What if you could easily deplete out the dead ones? Would that clean everything up? 

Sure looks like it in this case! Over a 55% increase in signal for the proteins this group cares about. AND they got a list of high abundance proteins that seem to drop off when they remove dead cells. New markers for excessive cell death? Sounds like that to me! 

How does COVID affect hamsters? Proteomics answers the big questions!

 

I had a short day last Friday because one of the kids that plays Paw Patrol with my kid had a positive Covid test. Wait. Is that still a thing? Yes it is. So the very first thing I wondered was "I wonder what the virus does to hamsters???"

Proteomics to the rescue! 

If you're not good at reading or a conservative or both, the two seem to correspond, I will clarify that I'm being facetious here. 

I legitimately think that some friends and I were among the first people in the US to have Covid. There was an international trip and one person had just flown in a very long way east from a meeting and we were so so so sick. But there weren't tests then, and who knows?  And who knows what other people fall in that category of "possibly had the virus, but we'll never actually know?" How do you do "changed by virus" studies on people who may have had it? Or may not? 

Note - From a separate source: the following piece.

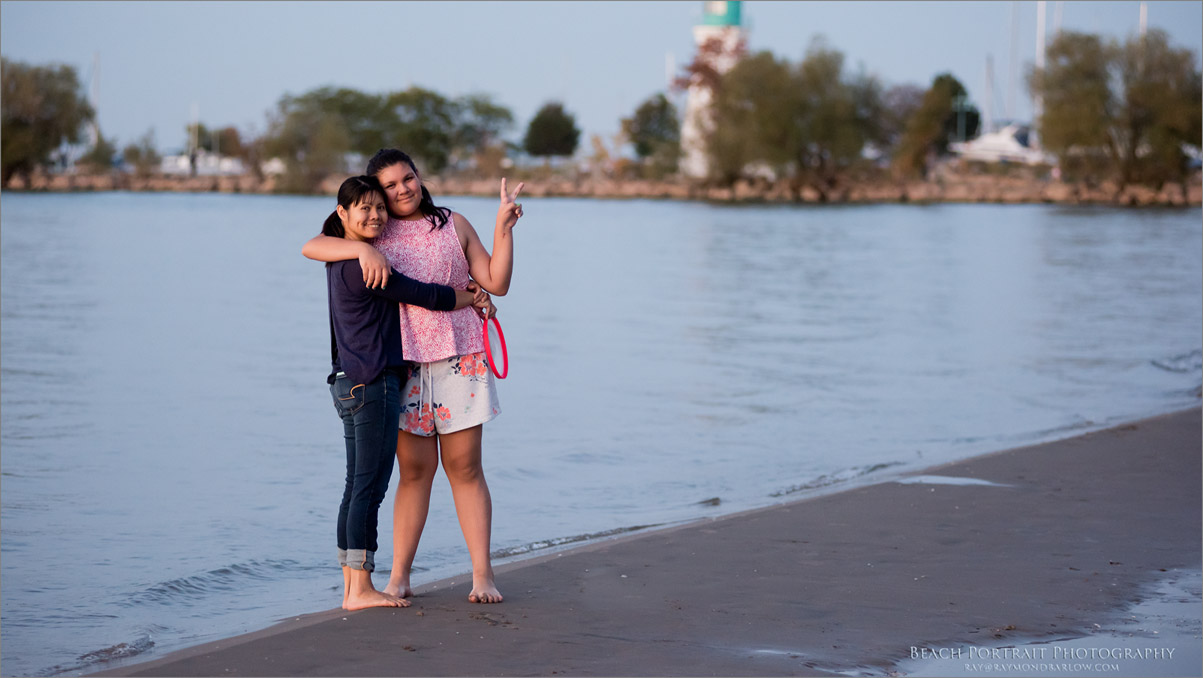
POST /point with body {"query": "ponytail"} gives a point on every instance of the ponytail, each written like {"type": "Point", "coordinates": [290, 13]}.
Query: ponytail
{"type": "Point", "coordinates": [438, 214]}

Apparently these poor little rodents express all the correct proteins to make them a good model of something that can get the virus, but probably hasn't. So the animal testing is justified by the fact it's probably impossible to build a good human cohort that hasn't been exposed. I hate animals models. Abhor. Loathe. But I also can't CRISPR the most abundant protein in a human's hippocampus either. 

Animal model...is...I'll grudgingly admit, the only way to do some things. 

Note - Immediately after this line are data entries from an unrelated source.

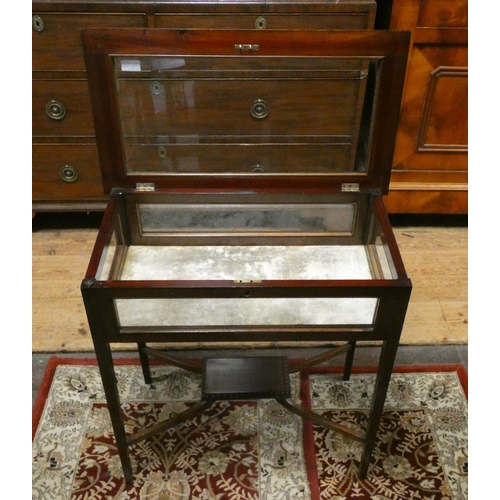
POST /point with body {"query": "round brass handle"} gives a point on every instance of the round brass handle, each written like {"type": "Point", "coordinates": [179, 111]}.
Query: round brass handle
{"type": "Point", "coordinates": [259, 109]}
{"type": "Point", "coordinates": [260, 23]}
{"type": "Point", "coordinates": [55, 110]}
{"type": "Point", "coordinates": [68, 173]}
{"type": "Point", "coordinates": [38, 24]}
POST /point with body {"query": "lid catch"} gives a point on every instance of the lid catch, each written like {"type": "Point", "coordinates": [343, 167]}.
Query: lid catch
{"type": "Point", "coordinates": [145, 186]}
{"type": "Point", "coordinates": [350, 187]}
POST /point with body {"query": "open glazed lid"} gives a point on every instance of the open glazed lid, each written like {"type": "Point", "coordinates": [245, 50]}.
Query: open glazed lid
{"type": "Point", "coordinates": [245, 110]}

Proteomics was done by DIA on an Orbitrap III (Eclipse), pooled samples were used to make a spectral library then DIA was used for quan. Phosphoproteomics was also performed and a pile of IHC and validation was also performed. Solid looking study. Easy to write a silly headline. A+. 

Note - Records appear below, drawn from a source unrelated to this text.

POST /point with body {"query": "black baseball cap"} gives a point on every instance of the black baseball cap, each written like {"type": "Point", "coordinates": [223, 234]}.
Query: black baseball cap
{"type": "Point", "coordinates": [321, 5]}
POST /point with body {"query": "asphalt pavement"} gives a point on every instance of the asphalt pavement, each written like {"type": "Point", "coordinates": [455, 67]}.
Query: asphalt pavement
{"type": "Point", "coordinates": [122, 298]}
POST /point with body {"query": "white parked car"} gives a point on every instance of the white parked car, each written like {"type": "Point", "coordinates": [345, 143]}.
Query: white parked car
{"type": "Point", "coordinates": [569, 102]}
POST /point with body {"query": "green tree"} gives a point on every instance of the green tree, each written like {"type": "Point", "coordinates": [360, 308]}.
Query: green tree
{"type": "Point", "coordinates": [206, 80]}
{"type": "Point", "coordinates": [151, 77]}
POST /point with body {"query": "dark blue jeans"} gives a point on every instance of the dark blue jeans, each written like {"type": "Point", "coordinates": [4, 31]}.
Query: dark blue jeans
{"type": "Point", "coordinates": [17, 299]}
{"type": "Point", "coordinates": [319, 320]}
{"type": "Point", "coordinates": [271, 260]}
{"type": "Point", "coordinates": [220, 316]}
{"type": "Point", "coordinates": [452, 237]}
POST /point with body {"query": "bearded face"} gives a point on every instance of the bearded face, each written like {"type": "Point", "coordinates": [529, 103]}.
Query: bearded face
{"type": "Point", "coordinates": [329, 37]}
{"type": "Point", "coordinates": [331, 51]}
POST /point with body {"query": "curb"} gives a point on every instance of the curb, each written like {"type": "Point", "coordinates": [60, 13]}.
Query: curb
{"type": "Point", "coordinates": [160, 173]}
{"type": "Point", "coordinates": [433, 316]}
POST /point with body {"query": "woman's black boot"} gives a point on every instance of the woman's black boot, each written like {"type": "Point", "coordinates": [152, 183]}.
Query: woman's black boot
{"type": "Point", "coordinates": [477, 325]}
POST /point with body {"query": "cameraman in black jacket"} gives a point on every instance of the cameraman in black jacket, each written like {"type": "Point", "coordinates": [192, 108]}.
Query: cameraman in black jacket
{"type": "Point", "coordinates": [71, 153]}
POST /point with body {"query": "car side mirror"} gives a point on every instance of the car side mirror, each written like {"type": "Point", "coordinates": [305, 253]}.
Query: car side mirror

Proteomics of butterfly metamorphosis!

 

A little disappointed by this picture, but nothing else in this great new study! 

Fixed it! Wrong butterfly, but I don't care and neither do you! This is the whole genomics vs proteomics argument - 

same genome - different proteome! Where are the wing proteins in the early life cycle stages, Mr.Genome person? Checkmate. 

Let's go! 

The data was acquired on a Q Exactive Classic using nanoLC and DDA. Data was searched in Proteome Discoverer 1.4 (I guess they could have cited something for the software. I wonder where they'd find a reference for that?) and a RefSeq genome with 19k protein sequences (whoa!) was used for analysis. Okay, peptide mass tolerance is too high by about 20x for this instrument, but maybe they did that to increase the number of bad hits for the FDR. The method for estimating FDR isn't disclosed, so it might be anyone's guess. 

Oh. Weird. I think they spectral counted. In 2025 2026 on a Q Exactive which has onboard electronics to limit repetitive peptide sampling...? Interesting.... And they used a microarray normalization R package for differential quan....which...is.... whatever. 

They did pull data from a previous paper where they did transcriptomics on another pile of these butterflies, which is cool, and demonstrates that basically transcript abundance is a pretty uselessthing to do with your time. 

The data is up on ProteomeXchange if you wanted to do a reanalysis with a less eccentric data analysis pipeline as well!